Hesam Makki*a,
Colm Burkea,
Christian B. Nielsenb and
Alessandro Troisi
*a
aDepartment of Chemistry, University of Liverpool, Liverpool L69 3BX, UK. E-mail: h.makki@liverpool.ac.uk; a.troisi@liverpool.ac.uk
bDepartment of Chemistry, Queen Mary University of London, Mile End Road, London, E1 4NS, UK
First published on 14th May 2025
The molecular design of semiconducting polymers (SCPs) has been largely guided by varying monomer combinations and sequences by leveraging a robust understanding of charge transport mechanisms. However, the connection between controllable structural features and resulting electronic disorder remains elusive, leaving design rules for next-generation SCPs undefined. Using high-throughput computational methods, we analyse 100+ state-of-the-art p- and n-type polymer models. This exhaustive dataset allows for deriving statistically significant design rules. Our analysis disentangles the impact of key structural features, examining existing hypotheses, and identifying new structure–property relationships. For instance, we show that polymer rigidity has minimal impact on charge transport, while the planarity persistence length, introduced here, is a superior structural characteristic. Additionally, the predictive power of machine learning models trained on our dataset highlights the potential of data-driven approaches to SCP design, laying the groundwork for accelerated discovery of materials with tailored electronic properties.

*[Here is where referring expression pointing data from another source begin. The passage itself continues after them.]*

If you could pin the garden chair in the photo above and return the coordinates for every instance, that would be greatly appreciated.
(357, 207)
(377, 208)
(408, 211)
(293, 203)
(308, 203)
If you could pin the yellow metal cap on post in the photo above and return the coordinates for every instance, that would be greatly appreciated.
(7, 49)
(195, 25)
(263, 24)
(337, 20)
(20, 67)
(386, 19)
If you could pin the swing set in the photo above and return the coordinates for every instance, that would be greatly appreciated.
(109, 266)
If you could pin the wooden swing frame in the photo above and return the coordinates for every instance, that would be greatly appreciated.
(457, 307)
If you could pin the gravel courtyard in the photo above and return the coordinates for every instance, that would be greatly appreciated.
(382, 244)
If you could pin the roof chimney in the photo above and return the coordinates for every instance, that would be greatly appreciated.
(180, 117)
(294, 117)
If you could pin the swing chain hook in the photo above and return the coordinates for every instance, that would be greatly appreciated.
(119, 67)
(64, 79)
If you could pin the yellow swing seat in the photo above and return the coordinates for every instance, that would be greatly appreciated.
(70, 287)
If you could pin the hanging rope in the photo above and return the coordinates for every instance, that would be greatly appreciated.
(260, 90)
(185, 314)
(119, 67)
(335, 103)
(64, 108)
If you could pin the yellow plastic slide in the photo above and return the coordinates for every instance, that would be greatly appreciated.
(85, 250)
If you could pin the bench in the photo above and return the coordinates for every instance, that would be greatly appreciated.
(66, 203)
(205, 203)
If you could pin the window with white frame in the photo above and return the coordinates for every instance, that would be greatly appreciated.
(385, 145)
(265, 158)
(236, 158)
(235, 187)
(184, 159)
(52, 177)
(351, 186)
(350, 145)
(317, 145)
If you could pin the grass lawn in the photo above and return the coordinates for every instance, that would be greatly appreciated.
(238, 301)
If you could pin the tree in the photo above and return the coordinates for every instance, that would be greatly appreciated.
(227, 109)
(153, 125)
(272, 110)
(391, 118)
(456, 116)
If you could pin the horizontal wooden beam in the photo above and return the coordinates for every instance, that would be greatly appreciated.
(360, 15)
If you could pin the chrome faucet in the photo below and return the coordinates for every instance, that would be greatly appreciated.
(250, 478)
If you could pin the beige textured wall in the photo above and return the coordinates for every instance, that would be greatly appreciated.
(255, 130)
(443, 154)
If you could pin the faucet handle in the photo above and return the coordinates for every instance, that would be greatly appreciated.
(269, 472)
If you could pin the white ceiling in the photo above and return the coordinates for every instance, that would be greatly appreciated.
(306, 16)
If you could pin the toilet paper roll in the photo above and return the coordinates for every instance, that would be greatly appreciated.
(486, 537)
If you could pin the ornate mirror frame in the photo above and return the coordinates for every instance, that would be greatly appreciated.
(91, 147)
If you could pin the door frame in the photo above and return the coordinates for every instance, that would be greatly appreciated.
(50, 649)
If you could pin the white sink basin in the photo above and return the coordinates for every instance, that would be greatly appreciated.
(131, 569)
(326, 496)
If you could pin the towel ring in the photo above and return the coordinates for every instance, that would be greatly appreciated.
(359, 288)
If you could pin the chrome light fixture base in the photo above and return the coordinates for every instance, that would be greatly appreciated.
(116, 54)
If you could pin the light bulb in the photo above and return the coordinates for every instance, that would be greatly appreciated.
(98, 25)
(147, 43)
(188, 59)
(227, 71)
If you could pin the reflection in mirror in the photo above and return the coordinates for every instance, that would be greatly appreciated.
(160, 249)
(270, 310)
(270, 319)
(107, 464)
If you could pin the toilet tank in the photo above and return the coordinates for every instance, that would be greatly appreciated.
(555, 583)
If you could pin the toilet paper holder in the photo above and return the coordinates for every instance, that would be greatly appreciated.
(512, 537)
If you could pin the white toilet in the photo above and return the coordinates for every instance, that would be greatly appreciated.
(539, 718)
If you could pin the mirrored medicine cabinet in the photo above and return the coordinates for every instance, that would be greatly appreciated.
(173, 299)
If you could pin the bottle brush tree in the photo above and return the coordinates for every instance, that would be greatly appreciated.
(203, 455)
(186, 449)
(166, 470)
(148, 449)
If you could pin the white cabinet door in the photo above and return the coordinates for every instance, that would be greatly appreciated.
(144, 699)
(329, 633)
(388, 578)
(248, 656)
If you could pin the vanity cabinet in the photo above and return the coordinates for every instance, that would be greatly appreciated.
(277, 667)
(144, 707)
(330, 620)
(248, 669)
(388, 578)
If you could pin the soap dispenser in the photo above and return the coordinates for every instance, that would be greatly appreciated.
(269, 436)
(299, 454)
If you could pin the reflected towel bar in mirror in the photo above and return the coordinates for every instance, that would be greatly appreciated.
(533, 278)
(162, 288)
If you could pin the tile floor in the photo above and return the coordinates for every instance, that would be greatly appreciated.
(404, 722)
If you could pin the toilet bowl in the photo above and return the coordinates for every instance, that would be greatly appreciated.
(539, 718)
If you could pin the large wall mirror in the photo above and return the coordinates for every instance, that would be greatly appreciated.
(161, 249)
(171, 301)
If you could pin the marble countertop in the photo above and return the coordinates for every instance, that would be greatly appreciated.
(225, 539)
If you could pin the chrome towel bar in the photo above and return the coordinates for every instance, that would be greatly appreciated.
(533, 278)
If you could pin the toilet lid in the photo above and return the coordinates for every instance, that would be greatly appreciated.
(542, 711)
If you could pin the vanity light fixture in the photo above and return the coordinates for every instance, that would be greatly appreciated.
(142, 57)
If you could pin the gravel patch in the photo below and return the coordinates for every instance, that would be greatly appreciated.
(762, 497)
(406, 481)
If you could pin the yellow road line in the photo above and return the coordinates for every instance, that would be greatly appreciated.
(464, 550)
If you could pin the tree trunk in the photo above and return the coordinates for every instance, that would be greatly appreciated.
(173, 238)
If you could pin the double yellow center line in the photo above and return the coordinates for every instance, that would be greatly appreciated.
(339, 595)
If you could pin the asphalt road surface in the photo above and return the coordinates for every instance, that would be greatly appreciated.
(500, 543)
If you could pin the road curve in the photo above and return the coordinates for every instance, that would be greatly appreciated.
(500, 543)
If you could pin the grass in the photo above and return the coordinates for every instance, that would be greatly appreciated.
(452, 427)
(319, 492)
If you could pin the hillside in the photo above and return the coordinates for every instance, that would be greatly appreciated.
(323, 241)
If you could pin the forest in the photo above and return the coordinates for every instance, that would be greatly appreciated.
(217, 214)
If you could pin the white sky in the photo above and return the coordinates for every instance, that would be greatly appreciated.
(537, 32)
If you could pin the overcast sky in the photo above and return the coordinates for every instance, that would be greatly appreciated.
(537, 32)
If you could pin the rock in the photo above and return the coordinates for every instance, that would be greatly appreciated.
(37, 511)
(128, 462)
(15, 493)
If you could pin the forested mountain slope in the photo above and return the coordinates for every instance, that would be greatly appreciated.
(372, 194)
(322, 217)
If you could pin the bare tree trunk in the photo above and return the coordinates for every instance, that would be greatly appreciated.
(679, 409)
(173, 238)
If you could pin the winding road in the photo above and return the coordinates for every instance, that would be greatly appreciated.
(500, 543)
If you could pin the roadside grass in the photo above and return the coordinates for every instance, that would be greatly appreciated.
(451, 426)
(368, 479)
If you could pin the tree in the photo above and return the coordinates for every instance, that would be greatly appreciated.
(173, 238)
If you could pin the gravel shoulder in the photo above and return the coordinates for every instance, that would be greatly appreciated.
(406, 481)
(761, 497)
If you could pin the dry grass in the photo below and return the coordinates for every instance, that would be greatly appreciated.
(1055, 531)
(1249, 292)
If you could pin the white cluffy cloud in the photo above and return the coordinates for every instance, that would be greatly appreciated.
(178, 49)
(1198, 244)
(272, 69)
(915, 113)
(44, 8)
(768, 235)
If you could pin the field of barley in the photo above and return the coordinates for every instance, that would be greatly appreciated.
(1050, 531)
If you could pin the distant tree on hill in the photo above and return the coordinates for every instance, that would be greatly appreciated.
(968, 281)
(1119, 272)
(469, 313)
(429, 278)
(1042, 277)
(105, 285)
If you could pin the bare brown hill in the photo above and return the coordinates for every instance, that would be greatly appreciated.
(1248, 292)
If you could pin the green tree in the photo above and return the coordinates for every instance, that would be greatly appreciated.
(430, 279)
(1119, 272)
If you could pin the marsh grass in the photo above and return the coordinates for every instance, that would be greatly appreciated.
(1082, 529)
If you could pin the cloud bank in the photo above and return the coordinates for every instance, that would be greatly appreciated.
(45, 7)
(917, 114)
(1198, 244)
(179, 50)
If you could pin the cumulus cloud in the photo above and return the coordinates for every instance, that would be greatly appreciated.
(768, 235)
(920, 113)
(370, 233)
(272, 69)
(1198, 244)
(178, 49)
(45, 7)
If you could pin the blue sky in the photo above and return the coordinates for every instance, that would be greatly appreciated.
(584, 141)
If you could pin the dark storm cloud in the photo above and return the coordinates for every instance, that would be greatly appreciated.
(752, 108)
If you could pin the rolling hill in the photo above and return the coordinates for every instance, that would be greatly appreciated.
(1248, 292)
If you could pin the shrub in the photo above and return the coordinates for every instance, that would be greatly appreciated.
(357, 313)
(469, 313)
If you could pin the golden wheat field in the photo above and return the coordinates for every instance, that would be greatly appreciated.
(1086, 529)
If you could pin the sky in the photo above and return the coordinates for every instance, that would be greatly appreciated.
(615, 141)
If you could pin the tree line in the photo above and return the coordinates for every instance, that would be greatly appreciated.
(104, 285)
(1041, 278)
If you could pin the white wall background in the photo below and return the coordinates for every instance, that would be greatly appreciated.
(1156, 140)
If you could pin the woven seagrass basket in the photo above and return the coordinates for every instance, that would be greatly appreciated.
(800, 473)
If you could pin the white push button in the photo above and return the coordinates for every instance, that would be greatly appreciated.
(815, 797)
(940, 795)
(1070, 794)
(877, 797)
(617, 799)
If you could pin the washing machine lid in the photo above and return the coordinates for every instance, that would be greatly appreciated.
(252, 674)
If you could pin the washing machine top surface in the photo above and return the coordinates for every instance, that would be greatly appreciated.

New conceptsWe demonstrate that it is finally possible to rationalise the entire class of semiconducting polymers and make predictions on their charge mobility with a known confidence level. A new methodology presented here enables the generation of accurate predictive models for hundreds of polymers, bringing the power of digital discovery into the field of semiconducting polymers. Data analysis of such a large and homogeneous set provides new, statistically significant, structure–property relationships. We find, for instance, that polymer rigidity is not important for its charge transport properties, which are instead dominated by a structural parameter we introduce: the planarity persistence length. We also resolve debates that have long puzzled researchers, such as the relative importance of conformational and electrostatic disorder. Combining our methodology with machine learning techniques we realise the possibility of screening thousands of polymers providing an unprecedented tool for their design and discovery. |
A major opportunity to develop fully predictive models of SCPs lies in the availability of high-quality computational methods, established by various research groups,13–23 prove to be consistently capable of generating accurate descriptions of the local microstructure and electronic properties of SCPs.4,6,18,24,25 Until now, these models have been deployed on very few polymers, typically one polymer per investigation, and they are commonly used to complement experimental investigations on benchmark systems.4,6,10,18,25,26 In this work, however, we establish that such methods can be used at scale, to create a fairly exhaustive map of the relationship between chemical structure and electronic properties for the entire class of SCPs. The availability of a homogenous (and expandable) dataset also enables the derivation of statistically significant design rules, gradually replacing the traditional approach of formulating research hypotheses tested on a limited number of cases. To this end, we generate more than 100 state-of-the-art models of p- and n-type SCPs, including their microstructure and electronic properties. Through disentangling the structural features and analysing their specific correlations with the calculated electronic properties, we test several existing hypotheses regarding the structure–property relationships and introduce previously unrecognised structural characteristics strongly correlated with intra-chain charge carrier mobility. Additionally, our results illustrate how machine learning (ML) models, built on these computed results, can provide rapid and statistically significant predictions for the design of new polymers.
![]() | ||
Fig. 1 (a) Structures and acronyms of monomers used in this study. CH3 groups are used to indicate the connection with the alkyl side chain. (b) Schematic representation of the Embedded Chain (“embd”) model used for DOS and LL calculations, as described in ref. 32. (c) Example results for a p-type polymer based on the Embedded Chain model, showing DOS(E) and LL(E) with definitions of key metrics: band-edge (E0.05%), tail-width (WT = |E0.5% − E0.05%|, highlighted in orange), and bandwidth (WB = |E50% − E0.5%|, highlighted in green). (d) Correlation graph between WB/WT and LL (Spearman's rank correlation coefficient, S = 0.8). (e) Comparison of LL values calculated from the “embd” and “iso” input models. |
The methodology for performing simulations across a large number of systems builds on a workflow validated in ref. 32 and reported in the Method section below. Long polymer chains are modelled within an environment containing the corresponding RUs (referred to as the “soup” model) to replicate the bulk electrostatic and steric environment. As shown in the ESI,† Section S3, the quantities described throughout this work accurately reflect bulk properties and remain unaffected by the increase in the number of RUs of the chain beyond the 10-RU SCPs used in this study. Notably, microstructures of several SCPs generated by the bulk models using the same workflow have been previously compared to GIWAXS, showing excellent agreement.24,25,32 The electronic structure is computed for individual polymer chains embedded within an electrostatic environment (labelled as “embd” in the figures), represented with suitable point charges (Fig. 1(b)). To isolate the effects of the electrostatic environment, we also analyse the electronic structure of isolated chains in the same conformation but without embedding (labelled as “iso”).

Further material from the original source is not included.